By Tankboy in Arts & Entertainment on Oct 10, 2014 7:00PM

Photo by Jim Kopeny / Tankboy

It's become a running joke that with each new Weezer album comes the promise that the band has "returned to their roots." That is to say, they've replicated the magic of their first two albums that garnered the band the fervent following they now enjoy. And each time, with perhaps the exception of Maladroit, they haven't exactly delivered on that repeated promise. So with their latest, Everything Will Be Alright In The End, have they finally delivered?

Sort of.

Yes, the new album marks the return of Ric Ocasek as producer, and his surgical hand has cut much of the excess that marred the band's more recent efforts. However, can an album purported to bring us back to the original Weezer really do so when just about every song includes multiple songwriting credits outside of the band? Is this a return to form or a really faithful facsimile of a bygone era?

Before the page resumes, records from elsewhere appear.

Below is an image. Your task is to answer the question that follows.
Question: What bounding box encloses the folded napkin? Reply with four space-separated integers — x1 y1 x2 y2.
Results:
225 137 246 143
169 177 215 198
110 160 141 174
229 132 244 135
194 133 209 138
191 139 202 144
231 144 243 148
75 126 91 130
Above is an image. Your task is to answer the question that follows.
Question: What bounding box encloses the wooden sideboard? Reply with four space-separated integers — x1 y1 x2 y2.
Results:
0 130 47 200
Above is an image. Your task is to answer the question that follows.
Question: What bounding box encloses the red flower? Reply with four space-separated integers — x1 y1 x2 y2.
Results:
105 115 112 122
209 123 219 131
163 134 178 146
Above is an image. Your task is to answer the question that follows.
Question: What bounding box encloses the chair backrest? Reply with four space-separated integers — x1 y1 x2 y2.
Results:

First, let's address the issue of just how stupid it is to ask a band that is over 20 years into their career to try and be the band they were at their onset. Rivers Cuomo has admitted that he actually sought the consultation of fans to help get the band back on track, and in that light, the new album succeeds admirably. It's easily the most solidly listenable thing the band has released in eons that won't require reams of caveats from longtime fans. Outside songwriters aside, the tunes on this album do hew pretty closely to the aesthetic of the Weezer of yore, and there's not an embarrassing offering in the bunch. We can overlook the fact that a song like "Da Vinci" borrows liberally from "Pork And Beans" because the former feels like an honest sentiment while the latter was a witty play on words and nerdy jokes. So they haven't exactly left all previous material by the wayside.

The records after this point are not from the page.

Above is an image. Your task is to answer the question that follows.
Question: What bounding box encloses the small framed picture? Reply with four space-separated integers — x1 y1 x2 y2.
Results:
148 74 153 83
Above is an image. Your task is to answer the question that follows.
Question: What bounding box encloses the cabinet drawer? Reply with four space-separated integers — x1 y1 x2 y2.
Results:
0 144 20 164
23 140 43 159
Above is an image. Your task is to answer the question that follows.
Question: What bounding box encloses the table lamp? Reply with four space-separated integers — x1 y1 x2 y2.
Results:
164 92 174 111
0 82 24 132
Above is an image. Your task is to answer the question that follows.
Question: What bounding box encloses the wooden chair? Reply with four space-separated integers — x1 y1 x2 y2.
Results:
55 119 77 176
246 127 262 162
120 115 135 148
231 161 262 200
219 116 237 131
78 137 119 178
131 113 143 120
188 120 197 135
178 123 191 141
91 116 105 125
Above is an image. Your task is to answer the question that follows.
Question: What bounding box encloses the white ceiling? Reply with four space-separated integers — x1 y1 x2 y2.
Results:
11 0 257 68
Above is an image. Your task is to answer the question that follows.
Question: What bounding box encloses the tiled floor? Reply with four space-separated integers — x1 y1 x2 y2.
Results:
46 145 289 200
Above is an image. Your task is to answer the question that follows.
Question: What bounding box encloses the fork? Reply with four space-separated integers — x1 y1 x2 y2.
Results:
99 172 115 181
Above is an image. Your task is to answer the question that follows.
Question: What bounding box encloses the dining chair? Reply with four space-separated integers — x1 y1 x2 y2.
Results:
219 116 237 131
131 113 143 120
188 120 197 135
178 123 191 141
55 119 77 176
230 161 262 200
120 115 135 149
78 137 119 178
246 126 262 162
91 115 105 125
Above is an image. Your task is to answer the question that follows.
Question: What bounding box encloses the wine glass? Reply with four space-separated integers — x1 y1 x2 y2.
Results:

2014_10_everything_will_be_alright_in_the_end.jpg There are definite nods to the past, and we don't just mean the overt overtures offered by a song like "Back In The Shack" that basically lay out Weezer's credo for this outing. "Go Away" sees Cuomo and crew revisiting ancient dynamics by bringing in Best Coast's Beth Consentino to take on the duet counterfoil role that Rachel Haden of that dog. performed during the Pinkerton years, and it works to a great positive effect. But it's also emblematic of the band's approach to re-appropriate previous sounds in an effort to deliver on that promise to finally produce another great Weezer album to please older fans.

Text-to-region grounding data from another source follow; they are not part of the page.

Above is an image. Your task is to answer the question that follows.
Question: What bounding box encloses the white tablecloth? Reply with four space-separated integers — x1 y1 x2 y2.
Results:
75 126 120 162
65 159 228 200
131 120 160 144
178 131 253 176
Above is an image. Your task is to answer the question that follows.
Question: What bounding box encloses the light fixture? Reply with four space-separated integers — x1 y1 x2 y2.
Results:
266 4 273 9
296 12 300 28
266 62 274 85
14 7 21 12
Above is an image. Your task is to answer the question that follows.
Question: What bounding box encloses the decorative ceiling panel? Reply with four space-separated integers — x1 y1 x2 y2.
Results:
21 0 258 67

Everything Will Be Alright In The End succeeds partially as a science experiment. Indeed Weezer is mining previous territory for familiarity while still experimenting with vocal delivery and sneaking in some more proggish song structure from time to time to keep things feeling fresh. And the math here works in the band's favor. The album also features some of the more straightforward lyrics and impassioned delivery that we've seen from Cuomo in years. Nothing on the album is a gross misstep, and while we can't shake the feeling that too much thought went into making this piece of work feel like "classic Weezer" we can't really complain about that. If fans have been clamoring for years to just see Cuomo and crew return to the garage and churn out some unpretentious pop, they've finally got it. Even if that garage does have a bunch of other folks hovering in the rafters to poke and tweak the final product.

Ultimately we think people that keep hoping Weezer will return to being the band they fell in love with is foolish. Let's face it, only two members remain from that first Blue album, and one of those two has preferred to spend more time behind a guitar and let a session drummer handle the studio work, so how exactly can you ask Weezer to be the band they were in 1994? But, even with that in mind, Everything Will Be Alright In The End is a best case scenario for Weezer, showcasing a group that is now a small corporation still capable of making music that sounds like it was written, yes, in your neighbor's garage.